In occasione dell’inaugurazione, Fondazione Prada presenterà la mostra "Serial Classic", curata da Salvatore Settis in collaborazione con Anna Anguissola, che attraverso più di 60 opere, indagherà la serialità nell'arte classica e il rapporto tra originale e copia, specialmente in riferimento alla produzione romana della tarda Repubblica e dell’Impero, quando era diffusa la consuetudine di replicare i grandi capolavori scultorei dell’arte greca. Saranno tre inoltre i progetti espositivi che si susseguiranno: "An Introduction" (9 maggio 2015 – 10 gennaio 2016), mostra nata da un dialogo tra Miuccia Prada e Germano Celant, "In Part" (9 maggio-31 ottobre 2015), a cura di Nicholas Cullinan, e "Trittico" una strategia espositiva dinamica concepita dal Thought Council (Shumon Basar, Nicholas Cullinan, Cédric Libert).
Per quanto riguarda il cinema invece, la Fondazione "ospiterà" "Roman Polanski: My Inspirations", un documentario concepito dal regista per la Fondazione Prada e diretto da Laurent Bouzereau, ripercorre le fonti d’ispirazione della sua opera cinematografica. In più, ci saranno le attività di un’Accademia dei bambini e gli splendidi spazi raccolti della Haunted House.

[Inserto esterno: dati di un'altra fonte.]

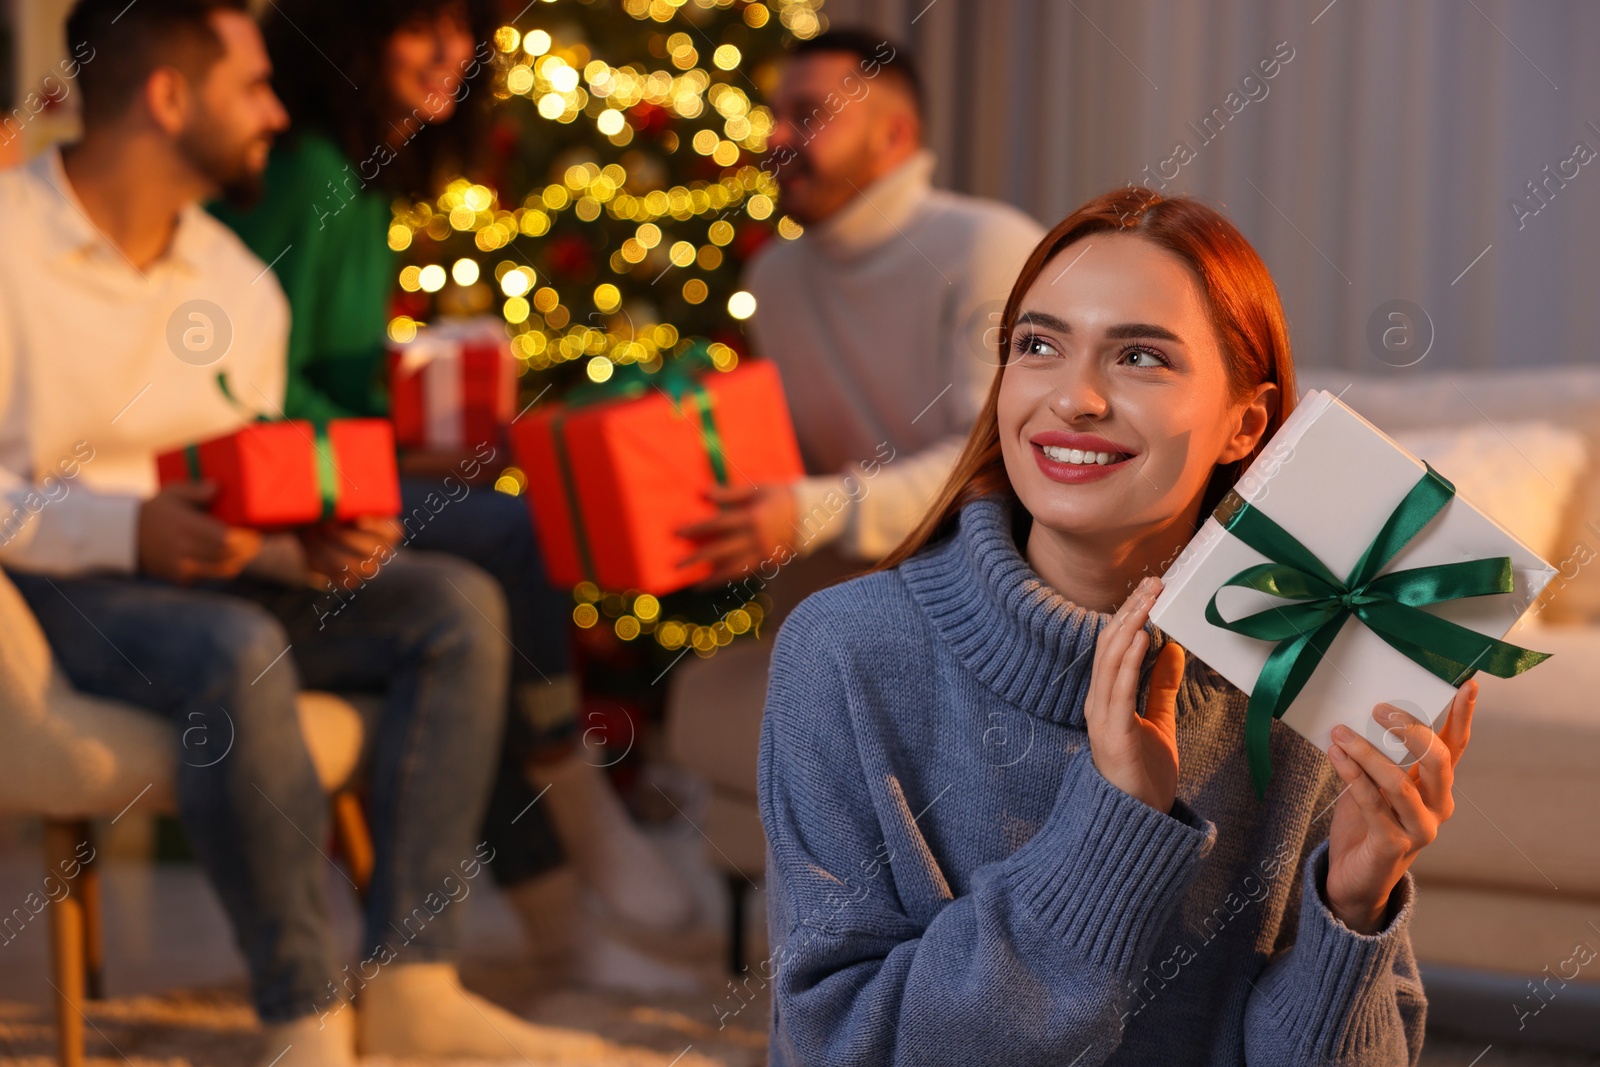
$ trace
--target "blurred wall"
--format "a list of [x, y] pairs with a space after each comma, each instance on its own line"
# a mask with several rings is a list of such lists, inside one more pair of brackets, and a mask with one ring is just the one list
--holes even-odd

Organizzata su quattro livelli, questa “casa degli spettri” ha due-tre piccoli ambienti per ogni piano, ognuno dei quali ospiterà una o due opere (di Louise Bourgeois e Robert Gober). È davvero insolito vedere l'arte esposta in un percorso verticale ma il respiro che viene da questo tipo di organizzazione spaziale è piacevolissimo: dà infatti il giusto rilievo a ogni oggetto/installazione e, al visitatore, costretto a muoversi su scale o con un montacarichi, il tempo di assorbirlo e di tenerlo dentro di sé. La Galleria Sud invece, sarà adibita ad ospitare la collezione permanente della Fondazione, dove l'allestimento è molto suggestivo. Si parte dagli anni Sessanta e si finisce in una grande “quadreria” con decine di opere più contemporanee esposte tutte insieme. Al centro di questo percorso, però, uno studiolo della fine del Quattrocento crea un piacevole legame con il passato e “rompe” il divenire cronologico della collezione. Dietro una porta nell'ultima stanza della Galleria Sud, poi, si cela un vero e proprio gioiello: un deposito con“veicoli d'artista”, macchine realizzate da Elmgreen & Dragset, Carsten Höller & Rosemarie Trockel, Tobias Rehberger, Gianni Piacentino e Sarah Lucas.